PR isn’t about polishing turds

Shit! You Work in PR? Not that old chestnut again. Isn’t it time to move on and say something different?

Last Thursday in Sydney at the CommsCon Awards, the night to celebrate the best of the PR industry’s efforts over the previous 12 months, we were yet again subjected to the narrow view of the discipline. This time through the moderator on the night, journalist Joe Hildebrand.

White

White

Whether it was black humour or not, the message in Joe’s speech was fixated on the art of spin – cover up, manipulation, hiding the truth, trying to make the negative look positive, and so it went on. If you want to see what Joe had to say, he published his edited speech in the Daily Telegraph.

I have worked in public relations for almost 20 years and did not find Joe’s attempts of humour remotely funny. But that’s not what bothered me. What did was his opinion that we, public relations professionals, spend most of our time trying to polish turds. That, quite frankly, is a turd.

Back in the 90s we were called Hemispheric Communicators. Like the half crest moon, we were told we only focus on the bright side and keep the dark side hidden.

It’s now 2014 and spin is so yesterday. The idea of trying to dupe people just doesn’t work. To echo what many said after his speech, I thought I too would offer an opinion from the “dark” side.

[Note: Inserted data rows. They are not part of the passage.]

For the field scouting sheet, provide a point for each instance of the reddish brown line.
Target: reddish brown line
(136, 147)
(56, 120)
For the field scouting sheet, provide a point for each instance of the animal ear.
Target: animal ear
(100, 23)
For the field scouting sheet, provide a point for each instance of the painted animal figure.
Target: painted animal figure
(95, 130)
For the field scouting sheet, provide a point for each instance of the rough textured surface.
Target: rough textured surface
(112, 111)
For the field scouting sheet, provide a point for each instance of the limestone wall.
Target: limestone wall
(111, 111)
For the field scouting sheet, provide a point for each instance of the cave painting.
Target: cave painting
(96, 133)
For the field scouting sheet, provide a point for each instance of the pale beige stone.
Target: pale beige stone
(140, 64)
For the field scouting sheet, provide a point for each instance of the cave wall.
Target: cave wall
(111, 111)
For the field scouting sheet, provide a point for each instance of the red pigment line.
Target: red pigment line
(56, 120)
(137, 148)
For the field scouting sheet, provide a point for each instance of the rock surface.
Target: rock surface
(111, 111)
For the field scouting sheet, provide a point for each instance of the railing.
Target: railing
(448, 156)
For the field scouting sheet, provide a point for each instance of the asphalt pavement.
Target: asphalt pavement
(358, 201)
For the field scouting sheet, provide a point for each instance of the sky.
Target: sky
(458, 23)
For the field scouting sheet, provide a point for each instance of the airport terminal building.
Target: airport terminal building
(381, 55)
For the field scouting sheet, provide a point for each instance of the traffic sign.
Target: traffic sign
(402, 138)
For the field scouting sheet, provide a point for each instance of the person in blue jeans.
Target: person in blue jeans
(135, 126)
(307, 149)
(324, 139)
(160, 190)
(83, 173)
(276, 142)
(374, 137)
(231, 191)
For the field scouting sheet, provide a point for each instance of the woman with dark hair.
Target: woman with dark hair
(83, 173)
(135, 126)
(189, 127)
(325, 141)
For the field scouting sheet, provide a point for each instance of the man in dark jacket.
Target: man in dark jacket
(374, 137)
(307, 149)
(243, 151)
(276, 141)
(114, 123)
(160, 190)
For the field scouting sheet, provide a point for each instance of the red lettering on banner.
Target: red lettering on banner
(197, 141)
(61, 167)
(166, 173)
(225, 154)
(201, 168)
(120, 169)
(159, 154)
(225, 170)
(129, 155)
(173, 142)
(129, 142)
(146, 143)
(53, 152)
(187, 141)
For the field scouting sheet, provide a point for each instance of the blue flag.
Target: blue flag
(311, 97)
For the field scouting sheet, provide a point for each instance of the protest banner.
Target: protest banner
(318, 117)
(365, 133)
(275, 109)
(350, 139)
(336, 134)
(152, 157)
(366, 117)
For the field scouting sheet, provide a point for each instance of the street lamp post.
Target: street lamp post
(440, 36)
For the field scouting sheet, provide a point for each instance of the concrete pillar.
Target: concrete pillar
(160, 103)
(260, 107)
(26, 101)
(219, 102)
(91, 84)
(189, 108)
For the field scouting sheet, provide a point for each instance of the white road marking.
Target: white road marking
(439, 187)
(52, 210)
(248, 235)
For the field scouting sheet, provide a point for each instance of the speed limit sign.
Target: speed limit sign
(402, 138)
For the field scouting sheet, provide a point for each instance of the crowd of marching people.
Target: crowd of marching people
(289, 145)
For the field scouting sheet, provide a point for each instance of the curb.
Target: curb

Now, we’ve heard it all before – PR people and journalists operate in a symbiotic relationship. We need them and they need us. But whether we are there for one another when it matters; well, that depends. Of course, it has to be a story. But it also comes down to honest, working relationships between the two professions.

But the point often missing in the “public relations and spin” rhetoric is this:

Firstly, communications professionals do not come to work and spend the day bombarding journalists with phone calls (or emails). Secondly, we do not try to spin or distort facts. Thirdly, we do not hide when the turd hits the fan. On the contrary, in a crisis our counsel will be the opposite – communicate. After all, the conversation doesn’t stop.

The truth of the matter is public relations professionals do so much more than media relations; and when we do that, we are definitely not spinning. That is best left to cricketers.

As Bob Dylan said in 1964, “the times they are a-changin”.

With the Internet of Things now a fabric of our digital lives, the way people search for and consume information has and will continue to change. For those in public relations this has cemented our role as story tellers. We have always been in the business of conversations and the web and social media gives brands the opportunity to speak to, and listen to, their audiences.

I would argue that the attraction Joe noted in his speech for reporters to leave journalism and become communications professionals is not a retirement move; rather, it’s because they have a passion to tell stories, and they can see the splintering effect technology is having on traditional news and the opportunities it is creating for them to work brand side. Can you blame them given the shifting media landscape and the rounds of redundancies?

That aside, a common ground for both communications professionals and journalists is a story – and a story needs great content. It also needs to be a story.

That’s why everyone needs to get over the “spin” thing. Those days are long gone.

The best PR is anti-spin. And that is what the CommsCon Awards were celebrating last Thursday. The best the industry has to offer. There certainly wasn’t a turd in the house and the only thing being polished was the silverware.